Amateur de paris fumants, Connie Hawkins ne peut pas fouler de parquet NBA jusqu’à 27 ans. Cela ne l’empêche pas de faire parler son talent sur les playgrounds de Rucker Park. Avec un jeu acrobatique, aérien, il faisait écarquiller tous les yeux venus le voir. L’ABA lui donne sa chance. Son talent éclate et il écrase la nouvelle ligue en étant élu MVP dès la première saison (26,8 points et 13,5 rebonds). Enfin en NBA, il transporte son génie avec aisance. Malgré son âge avancé, il réalise trois bonnes saisons autour des 20 points, 10 rebonds avant de connaître un déclin inévitable. En quelques saisons, il parvient tout de même à être sélectionné cinq fois pour le All-Star Game et fait partie de la meilleure équipe NBA lors de la saison 69-70.

Sans doute le joueur le plus talentueux de notre cinq, dominant physiquement et athlétiquement, il était doté de long bras assortis de mains géantes qui lui valent le surnom de « the Hawk« . Pus qu’un « freak« , Cornelius est un joueur complet avec une technique et un maniement du ballon incroyable pour sa taille, hérité de ses joutes sur les playgrounds new-yorkais.

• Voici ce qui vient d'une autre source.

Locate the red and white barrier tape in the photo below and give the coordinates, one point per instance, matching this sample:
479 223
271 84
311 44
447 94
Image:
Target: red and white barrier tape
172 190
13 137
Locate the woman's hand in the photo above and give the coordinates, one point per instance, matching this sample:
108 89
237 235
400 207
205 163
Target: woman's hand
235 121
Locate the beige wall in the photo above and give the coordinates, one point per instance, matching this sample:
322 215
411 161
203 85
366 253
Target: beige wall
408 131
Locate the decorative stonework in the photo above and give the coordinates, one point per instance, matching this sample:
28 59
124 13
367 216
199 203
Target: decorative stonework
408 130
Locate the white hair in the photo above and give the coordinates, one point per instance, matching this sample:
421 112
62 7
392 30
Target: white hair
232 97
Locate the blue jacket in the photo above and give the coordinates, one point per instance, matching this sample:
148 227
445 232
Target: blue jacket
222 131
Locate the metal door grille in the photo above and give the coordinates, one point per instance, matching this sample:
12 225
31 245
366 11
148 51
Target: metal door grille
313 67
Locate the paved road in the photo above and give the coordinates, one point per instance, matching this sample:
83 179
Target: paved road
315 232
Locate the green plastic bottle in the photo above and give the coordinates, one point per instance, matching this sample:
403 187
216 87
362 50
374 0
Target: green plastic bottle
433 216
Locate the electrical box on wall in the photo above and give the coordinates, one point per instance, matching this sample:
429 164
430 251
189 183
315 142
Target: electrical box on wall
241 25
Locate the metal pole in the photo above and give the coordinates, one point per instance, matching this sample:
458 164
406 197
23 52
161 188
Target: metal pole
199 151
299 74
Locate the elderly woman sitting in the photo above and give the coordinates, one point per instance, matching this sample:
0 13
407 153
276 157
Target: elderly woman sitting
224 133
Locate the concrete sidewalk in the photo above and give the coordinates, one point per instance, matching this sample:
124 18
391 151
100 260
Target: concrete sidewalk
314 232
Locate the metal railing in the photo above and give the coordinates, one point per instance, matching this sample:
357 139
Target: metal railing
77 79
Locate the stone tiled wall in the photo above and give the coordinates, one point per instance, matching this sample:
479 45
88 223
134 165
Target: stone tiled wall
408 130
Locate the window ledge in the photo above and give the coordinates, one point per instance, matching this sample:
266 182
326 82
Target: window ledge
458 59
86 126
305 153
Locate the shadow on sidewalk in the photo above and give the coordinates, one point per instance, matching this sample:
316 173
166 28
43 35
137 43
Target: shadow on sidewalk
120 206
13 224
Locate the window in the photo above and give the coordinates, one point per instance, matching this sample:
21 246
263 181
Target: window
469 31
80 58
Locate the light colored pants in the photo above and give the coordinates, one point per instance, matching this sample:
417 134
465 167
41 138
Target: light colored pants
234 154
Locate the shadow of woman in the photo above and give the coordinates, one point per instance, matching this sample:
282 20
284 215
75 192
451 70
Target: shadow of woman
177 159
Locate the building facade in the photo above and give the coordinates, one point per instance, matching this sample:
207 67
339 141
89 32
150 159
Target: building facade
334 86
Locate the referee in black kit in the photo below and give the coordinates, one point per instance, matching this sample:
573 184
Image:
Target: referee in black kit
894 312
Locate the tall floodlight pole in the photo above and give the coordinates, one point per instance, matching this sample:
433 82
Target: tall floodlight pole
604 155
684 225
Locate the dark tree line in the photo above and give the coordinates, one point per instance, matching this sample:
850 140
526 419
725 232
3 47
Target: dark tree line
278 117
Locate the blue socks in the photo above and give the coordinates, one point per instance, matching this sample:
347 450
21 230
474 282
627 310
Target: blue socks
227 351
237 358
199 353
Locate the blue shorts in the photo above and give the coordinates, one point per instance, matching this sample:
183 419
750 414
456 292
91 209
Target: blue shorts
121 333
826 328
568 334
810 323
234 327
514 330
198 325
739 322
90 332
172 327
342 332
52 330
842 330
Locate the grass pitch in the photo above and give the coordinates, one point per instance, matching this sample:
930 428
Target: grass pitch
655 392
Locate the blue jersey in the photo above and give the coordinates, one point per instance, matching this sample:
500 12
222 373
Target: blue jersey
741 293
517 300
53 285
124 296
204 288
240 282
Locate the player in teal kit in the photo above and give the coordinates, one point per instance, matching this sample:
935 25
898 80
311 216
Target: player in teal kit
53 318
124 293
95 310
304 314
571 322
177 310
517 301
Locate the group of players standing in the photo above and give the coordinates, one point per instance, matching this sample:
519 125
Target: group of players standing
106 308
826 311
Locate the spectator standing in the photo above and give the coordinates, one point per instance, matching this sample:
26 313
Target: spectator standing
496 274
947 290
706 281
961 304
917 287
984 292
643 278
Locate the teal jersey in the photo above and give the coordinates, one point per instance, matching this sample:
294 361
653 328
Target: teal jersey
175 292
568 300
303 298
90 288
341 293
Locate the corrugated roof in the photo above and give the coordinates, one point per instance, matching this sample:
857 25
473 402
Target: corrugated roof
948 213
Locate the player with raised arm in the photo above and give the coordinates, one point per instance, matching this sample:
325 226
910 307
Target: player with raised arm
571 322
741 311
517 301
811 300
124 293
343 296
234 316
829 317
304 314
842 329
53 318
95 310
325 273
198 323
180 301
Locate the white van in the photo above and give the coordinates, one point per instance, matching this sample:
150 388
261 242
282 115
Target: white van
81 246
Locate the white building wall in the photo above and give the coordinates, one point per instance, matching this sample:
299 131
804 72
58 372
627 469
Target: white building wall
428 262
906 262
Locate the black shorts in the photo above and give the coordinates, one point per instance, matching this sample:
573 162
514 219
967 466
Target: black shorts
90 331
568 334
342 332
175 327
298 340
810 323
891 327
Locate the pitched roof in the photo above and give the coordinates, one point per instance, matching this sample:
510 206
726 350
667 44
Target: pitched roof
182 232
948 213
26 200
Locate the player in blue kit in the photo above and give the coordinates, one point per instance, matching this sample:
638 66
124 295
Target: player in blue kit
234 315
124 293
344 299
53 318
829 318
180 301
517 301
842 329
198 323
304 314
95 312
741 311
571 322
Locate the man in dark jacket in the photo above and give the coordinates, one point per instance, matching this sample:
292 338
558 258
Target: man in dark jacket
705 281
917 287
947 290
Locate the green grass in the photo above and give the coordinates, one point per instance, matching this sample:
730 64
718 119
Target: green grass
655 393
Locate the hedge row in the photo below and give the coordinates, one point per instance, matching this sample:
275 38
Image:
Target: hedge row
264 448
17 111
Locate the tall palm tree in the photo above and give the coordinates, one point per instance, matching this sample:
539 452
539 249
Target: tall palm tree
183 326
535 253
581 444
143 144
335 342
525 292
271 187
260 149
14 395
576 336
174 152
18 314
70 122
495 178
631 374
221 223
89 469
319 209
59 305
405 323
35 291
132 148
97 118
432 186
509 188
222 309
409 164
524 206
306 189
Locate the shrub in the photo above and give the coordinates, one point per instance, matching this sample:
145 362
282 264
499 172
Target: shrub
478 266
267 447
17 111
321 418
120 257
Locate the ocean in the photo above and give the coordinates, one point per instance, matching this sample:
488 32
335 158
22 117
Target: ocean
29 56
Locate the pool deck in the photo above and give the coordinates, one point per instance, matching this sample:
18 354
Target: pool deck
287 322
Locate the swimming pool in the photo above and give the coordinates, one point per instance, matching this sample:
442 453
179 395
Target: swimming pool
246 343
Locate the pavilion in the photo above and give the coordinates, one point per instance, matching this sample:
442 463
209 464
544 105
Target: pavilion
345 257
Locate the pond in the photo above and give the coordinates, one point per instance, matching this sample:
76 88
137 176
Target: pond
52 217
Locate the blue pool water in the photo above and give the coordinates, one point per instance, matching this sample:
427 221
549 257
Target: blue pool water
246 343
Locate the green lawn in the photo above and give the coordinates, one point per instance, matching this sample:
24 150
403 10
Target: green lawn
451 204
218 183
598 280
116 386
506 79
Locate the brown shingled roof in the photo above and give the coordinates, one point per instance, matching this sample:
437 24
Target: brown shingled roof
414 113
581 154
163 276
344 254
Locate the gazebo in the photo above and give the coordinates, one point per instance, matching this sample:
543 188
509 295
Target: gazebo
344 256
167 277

Dommage que ses « Finger Roll » léchés et sa technique n’ai pas régalé plus longtemps la NBA. Davantage de longévité en NBA aurait pu le mener vers les stratosphères de l’histoire du basket.

Center : Le monstre Ben Wallace

Ben Wallace et sa fameuse coupe afro – Crédits : basketusa.com

Pivot star du début des années 2000, Ben Wallace obtient les honneurs du Hall of Fame en 2021. Pourtant, le chemin est loin d’être tracé d’avance pour l’ex de Virginia Union. Sous dimensionné pour un pivot (2,06m) et frustre offensivement, il n’est pas drafté. Dans une ligue peuplé de monstre à l’intérieur, l’état d’esprit et le cœur de « Big Ben » ne devaient pas suffire. Et pourtant.

A sa faiblesse offensive (5,7 points de moyenne en carrière), il va répondre par un engagement féroce, une volonté hors-norme. Cependant, l’ex joueur des pistons ne se limite pas à ça. Il est surtout un athlète inouï. Capable de se mouvoir assez facilement, il peut bouger facilement ses bras et ces jambes, larges comme des troncs d’arbre. A cette mobilité, il ajoute une lecture défensive au-dessus de la moyenne et une appétence naturelle pour le contre et les rebonds. Des pointes en saison à 15 rebonds ou 3,5 contres font de lui une référence en la matière.

Quatre titres de meilleur défenseur de l’année, 1 bague de champion, quatre sélections All-Star, cinq All-NBA et six All-Defensive lui permettent de se glisser parmi les légendes du jeu et d’entrée au Panthéon de Springfield. Un exploit pour un joueur non-drafté sur lequel personne ne voulait miser. Plus que des stats ou un palmarès, Ben Wallace, c’est surtout un style inoubliable. Une coupe afro sertie d’un bandeau que personne n’est prêt d’oublier.